(a) Images are shown to workers at 100ms per image. Workers react whenever they see a dog. (b) The true labels are the ground truth dog images. (c) The workers’ keypresses are slow and occur several images after the dog images have already passed. We record these keypresses as the observed labels. (d) Our technique models each keypress as a delayed Gaussian to predict (e) the probability of an image containing a dog from these observed labels.
Authors
Ranjay Krishna, Kenji Hata, Stephanie Chen, Joshua Kravitz, David Ayman Shamma, Li Fei-Fei, Michael Bernstein
Abstract
Microtask crowdsourcing has enabled dataset advances in social science and machine learning, but existing crowdsourcing schemes are too expensive to scale up with the expanding volume of data.

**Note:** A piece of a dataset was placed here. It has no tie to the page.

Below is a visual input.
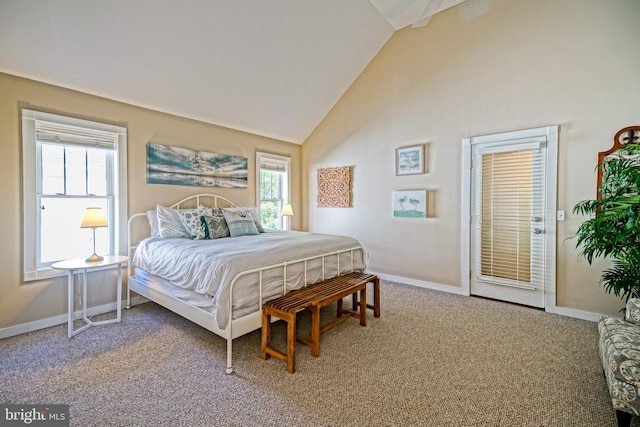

To scale and widen the applicability
of crowdsourcing, we present a technique that produces extremely rapid judgments for binary and categorical labels. Rather than punishing all errors, which causes workers to proceed slowly and deliberately, our technique speeds up workers’ judgments to the point where errors are acceptable and even expected. We demonstrate that it is possible to rectify these errors by randomizing task order and modeling response latency. We evaluate our technique on a breadth of common labeling tasks such as image verification, word similarity, sentiment analysis and topic classification. Where prior work typically achieves a 0.25× to 1× speedup over fixed majority vote, our approach often achieves an order of magnitude (10×) speedup.
The research was published in ACM Conference on Human Factors in Computing Systems on 4/20/2016. The research is supported by the Brown Institute Magic Grant for the project Visual Genome.